The Kadomtsev-Petviashvili equation in conformal variables for waves over topography

TL;DR

This paper derives a Kadomtsev-Petviashvili type equation in conformal variables for weakly transversal surface waves over topography, extending conformal mapping techniques to more complex geometries.

Contribution

It introduces a novel conformal variables formulation for weakly transversal waves over topography, accommodating non-smooth topographies via asymptotic analysis.

Findings

The derived equation extends existing weakly nonlinear dispersive wave models.

Numerical simulations validate the applicability of the new model.

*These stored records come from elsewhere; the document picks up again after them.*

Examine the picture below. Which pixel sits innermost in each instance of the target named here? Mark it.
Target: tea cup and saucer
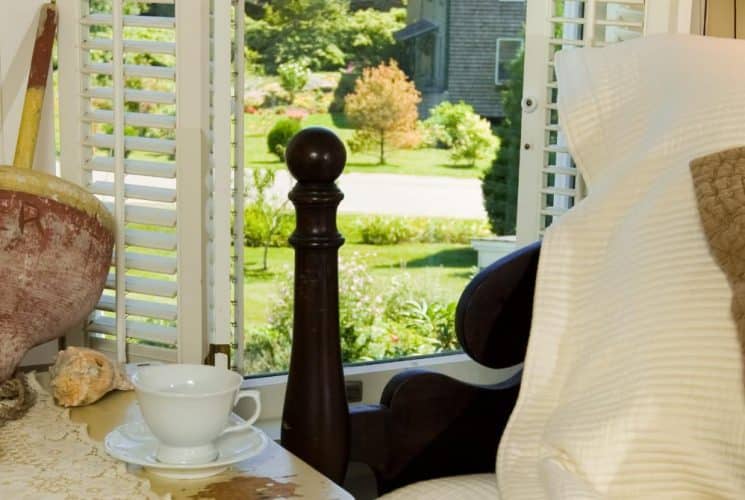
(189, 430)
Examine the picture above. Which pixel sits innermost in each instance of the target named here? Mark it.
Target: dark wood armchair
(427, 424)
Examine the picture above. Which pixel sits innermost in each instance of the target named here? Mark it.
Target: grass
(443, 269)
(423, 162)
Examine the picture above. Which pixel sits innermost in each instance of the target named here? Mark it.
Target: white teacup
(187, 408)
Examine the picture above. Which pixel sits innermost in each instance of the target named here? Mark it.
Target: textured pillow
(633, 383)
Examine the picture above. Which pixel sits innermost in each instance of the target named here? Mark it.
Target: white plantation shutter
(148, 151)
(549, 184)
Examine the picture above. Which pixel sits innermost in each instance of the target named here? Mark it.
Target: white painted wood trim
(71, 107)
(192, 151)
(222, 189)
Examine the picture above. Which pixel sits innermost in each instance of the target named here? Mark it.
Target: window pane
(423, 74)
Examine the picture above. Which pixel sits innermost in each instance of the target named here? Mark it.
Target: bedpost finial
(316, 155)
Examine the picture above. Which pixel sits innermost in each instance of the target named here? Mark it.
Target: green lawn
(426, 161)
(442, 269)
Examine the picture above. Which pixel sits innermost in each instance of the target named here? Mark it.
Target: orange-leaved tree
(383, 106)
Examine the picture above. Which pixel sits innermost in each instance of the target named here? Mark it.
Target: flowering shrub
(391, 230)
(400, 320)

The approach handles complex topographies without requiring smoothness.

Abstract

The conformal mapping approach is a well established technique for solving the Euler equations for potential flows with one spatial dimension. In this work, we extend this framework to problems with a weakly transversal dependence and, by means of asymptotic expansions, obtain a Kadomtsev-Petviashvili type equation formulated in conformal variables as a model for weakly transversal surface waves propagating over topography. A key advantage of this formulation is that the topography, defined in the physical domain, does not need to be a smooth function, or even a function in the classical sense because, our asymptotic analysis relies on the effective depth, which comes through the Jacobian of the conformal map which is assumed to be a slowly varying function. The resulting equation provides a consistent extension of several well known weakly nonlinear dispersive wave models previously reported in the literature. Numerical simulations are performed to illustrate the newly derived equation.